Désormais libre de tout engagement, il est à l’affiche du Théâtre de la Bastille pour la pièce L'Homme de plein vent, créée en 1996 au Festival d’Avignon et que Pierre Meunier et Hervé Pierre reprennent, vingt-six ans plus tard, sous le regard de l'artiste Marguerite Bordat. L’occasion de revenir sur son parcours et ses méthodes de travail, le temps d'un grand entretien.
"Tout à coup un acteur est né"
“Je trouve que la convention de théâtre est une chose magnifique. C’est-à-dire qu’on arrive sur scène, on peut montrer n’importe quel objet et dire “ceci est donc la terre” et tout le monde sera d’accord. C’est extraordinaire. C’est sûrement cette part d’enfance qu’on garde en soi, même quand on est très vieux ; il y a toujours ce désir de rêver, d’avoir accès au rêve et sans doute à la spiritualité. C’est cela que je trouve bouleversant dans le fait de se rassembler autour de poètes. Elle vient de si loin cette communauté, même d’avant les religions.
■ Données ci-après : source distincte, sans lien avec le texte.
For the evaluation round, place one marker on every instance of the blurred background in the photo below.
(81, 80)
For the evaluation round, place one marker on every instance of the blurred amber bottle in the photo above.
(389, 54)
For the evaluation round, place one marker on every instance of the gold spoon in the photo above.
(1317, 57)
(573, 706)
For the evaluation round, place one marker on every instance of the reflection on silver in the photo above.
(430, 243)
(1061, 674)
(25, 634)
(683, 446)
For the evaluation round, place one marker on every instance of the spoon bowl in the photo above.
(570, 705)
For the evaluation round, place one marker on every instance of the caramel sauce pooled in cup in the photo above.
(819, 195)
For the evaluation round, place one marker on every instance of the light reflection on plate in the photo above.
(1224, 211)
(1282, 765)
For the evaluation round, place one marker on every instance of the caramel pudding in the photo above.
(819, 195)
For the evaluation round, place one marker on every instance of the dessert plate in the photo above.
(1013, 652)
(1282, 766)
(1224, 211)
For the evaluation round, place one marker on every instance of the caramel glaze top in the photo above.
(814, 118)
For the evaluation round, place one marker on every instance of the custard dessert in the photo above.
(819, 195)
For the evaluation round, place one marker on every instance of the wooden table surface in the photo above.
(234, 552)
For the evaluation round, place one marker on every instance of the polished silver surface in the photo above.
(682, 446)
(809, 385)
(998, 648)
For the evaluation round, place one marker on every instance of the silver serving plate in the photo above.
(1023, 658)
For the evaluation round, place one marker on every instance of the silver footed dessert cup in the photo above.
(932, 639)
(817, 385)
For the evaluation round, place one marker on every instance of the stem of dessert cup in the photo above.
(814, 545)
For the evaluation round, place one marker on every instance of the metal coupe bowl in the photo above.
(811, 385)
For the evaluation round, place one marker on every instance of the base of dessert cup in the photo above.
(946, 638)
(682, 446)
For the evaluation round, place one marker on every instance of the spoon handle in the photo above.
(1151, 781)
C’est le rassemblement de la tribu autour d’un feu, pour éloigner les bêtes, on commence à se raconter des histoires, peut-être y-a-t-il des ombres projetées par le feu dans la grotte, peut-être dans ces ombres reconnaît-on quelqu’un et l’histoire commence. Quelqu’un a peut-être plus de facilité à raconter une histoire qu’à aller chasser, et tout à coup un poète, un histrion, un acteur est né.” Hervé Pierre
Quinze années joyeuses à la Comédie Française
Hervé Pierre est recruté à la Comédie Française par Murielle Mayette pour jouer dans un Claudel, « le Partage de Midi » monté par Yves Beaunesne. Il y devient pensionnaire en 2007 puis sociétaire en 2011 puis en décembre 2022, décide de démissionner pour reprendre son chemin de théâtre en dehors de la maison du Français.
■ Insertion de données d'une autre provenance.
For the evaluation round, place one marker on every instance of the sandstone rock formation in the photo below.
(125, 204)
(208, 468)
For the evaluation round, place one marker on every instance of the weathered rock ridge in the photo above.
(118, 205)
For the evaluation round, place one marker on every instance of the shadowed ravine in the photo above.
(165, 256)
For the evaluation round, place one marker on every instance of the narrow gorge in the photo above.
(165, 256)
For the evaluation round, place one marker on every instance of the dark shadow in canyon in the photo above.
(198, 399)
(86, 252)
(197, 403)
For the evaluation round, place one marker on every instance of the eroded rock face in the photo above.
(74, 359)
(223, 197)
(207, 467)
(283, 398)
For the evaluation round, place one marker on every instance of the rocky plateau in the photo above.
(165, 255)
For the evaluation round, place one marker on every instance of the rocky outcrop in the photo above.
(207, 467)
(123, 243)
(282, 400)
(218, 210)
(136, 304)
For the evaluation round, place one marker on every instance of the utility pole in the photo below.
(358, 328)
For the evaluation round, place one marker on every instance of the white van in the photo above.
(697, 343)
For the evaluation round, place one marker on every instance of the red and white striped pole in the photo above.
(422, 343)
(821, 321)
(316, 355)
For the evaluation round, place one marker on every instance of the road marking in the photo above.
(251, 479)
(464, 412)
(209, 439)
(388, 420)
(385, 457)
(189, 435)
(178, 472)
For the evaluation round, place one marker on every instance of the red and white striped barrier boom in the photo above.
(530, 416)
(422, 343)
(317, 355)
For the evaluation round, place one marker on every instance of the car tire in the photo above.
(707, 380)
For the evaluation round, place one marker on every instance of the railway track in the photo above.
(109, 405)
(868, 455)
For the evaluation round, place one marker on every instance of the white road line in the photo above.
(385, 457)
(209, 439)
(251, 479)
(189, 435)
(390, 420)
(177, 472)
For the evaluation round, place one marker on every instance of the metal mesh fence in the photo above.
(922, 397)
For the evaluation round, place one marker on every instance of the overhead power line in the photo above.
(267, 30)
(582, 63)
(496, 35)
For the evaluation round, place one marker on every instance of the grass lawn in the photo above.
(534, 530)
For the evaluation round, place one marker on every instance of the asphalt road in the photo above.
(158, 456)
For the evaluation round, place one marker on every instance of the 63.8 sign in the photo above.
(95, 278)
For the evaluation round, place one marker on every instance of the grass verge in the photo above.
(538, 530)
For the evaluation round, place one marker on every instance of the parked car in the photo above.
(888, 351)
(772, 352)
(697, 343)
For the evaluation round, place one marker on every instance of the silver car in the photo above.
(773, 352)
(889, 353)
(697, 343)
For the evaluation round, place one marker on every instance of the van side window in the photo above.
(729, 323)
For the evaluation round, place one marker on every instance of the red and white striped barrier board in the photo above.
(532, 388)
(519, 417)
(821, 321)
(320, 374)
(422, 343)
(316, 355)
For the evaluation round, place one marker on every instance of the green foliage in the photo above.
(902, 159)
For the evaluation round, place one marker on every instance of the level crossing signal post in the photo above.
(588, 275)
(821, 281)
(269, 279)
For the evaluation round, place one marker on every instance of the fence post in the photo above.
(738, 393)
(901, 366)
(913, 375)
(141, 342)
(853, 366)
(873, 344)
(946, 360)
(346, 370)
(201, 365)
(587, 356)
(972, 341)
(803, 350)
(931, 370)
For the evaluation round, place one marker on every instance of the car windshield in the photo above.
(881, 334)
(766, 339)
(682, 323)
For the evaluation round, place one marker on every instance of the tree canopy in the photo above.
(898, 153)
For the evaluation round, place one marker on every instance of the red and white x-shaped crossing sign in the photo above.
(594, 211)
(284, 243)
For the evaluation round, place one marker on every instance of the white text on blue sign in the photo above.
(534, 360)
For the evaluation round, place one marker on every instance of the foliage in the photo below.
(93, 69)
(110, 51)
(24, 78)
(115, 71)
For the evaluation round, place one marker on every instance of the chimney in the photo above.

“Je me suis rendu compte que je rentrais dans un grand théâtre marqué par l’Histoire. Partout on trouve les traces de fantômes qui ont vécu dans cette maison. Moi je me suis retrouvé à être le 522è sociétaire de la Comédie Française. Depuis 1780, ça ne fait finalement pas tant que ça, ça ne remplit même pas une salle de Richelieu. Cette relativité du temps fait qu’on est encore relié à Molière et à sa troupe de manière extrêmement concrète. On rentre dans un endroit qui est la représentation du théâtre comme service public ; au départ pour le Roi, maintenant pour la République. Je trouve que c’est un endroit qui est extrêmement fort et précieux. Le jour où on attaquera la Comédie Française dans son fonctionnement, c’est que cela va très mal pour la culture en France.” Hervé Pierre
“J’ai beaucoup de passion et de respect pour cette maison. J’y ai vécu quinze années joyeuses, et j'ai eu la chance qu'on m'y offre des rôles magnifiques. Je ne regrette rien et n’ai aucune amertume. Pour moi ça a été de la joie du début jusqu’à la fin. C’est ce que je voulais préserver ; ce moment rare qu’on m’a offert. Quand on est gourmand, qu’on aime s’assoir à la table et faire un repas pantagruélique comme au 19e siècle, être à la Comédie Française est une chance extraordinaire.” Hervé Pierre
Le théâtre contre la gravité
En 1996, Pierre Meunier crée un spectacle pour le festival d’Avignon, « L’Homme de plein vent » et inaugure ainsi une carrière singulière dans le théâtre français, une poésie bricolée, un art du clown spirituel, peu de mots, beaucoup d’objets et des surgissements de grâce. Voilà que presque 30 ans plus tard, cette pièce voit à nouveau le jour, et les deux compères d’alors se retrouvent et tentent une fois de plus d’abolir la gravité, de quitter le plancher des vaches, de voler tout simplement.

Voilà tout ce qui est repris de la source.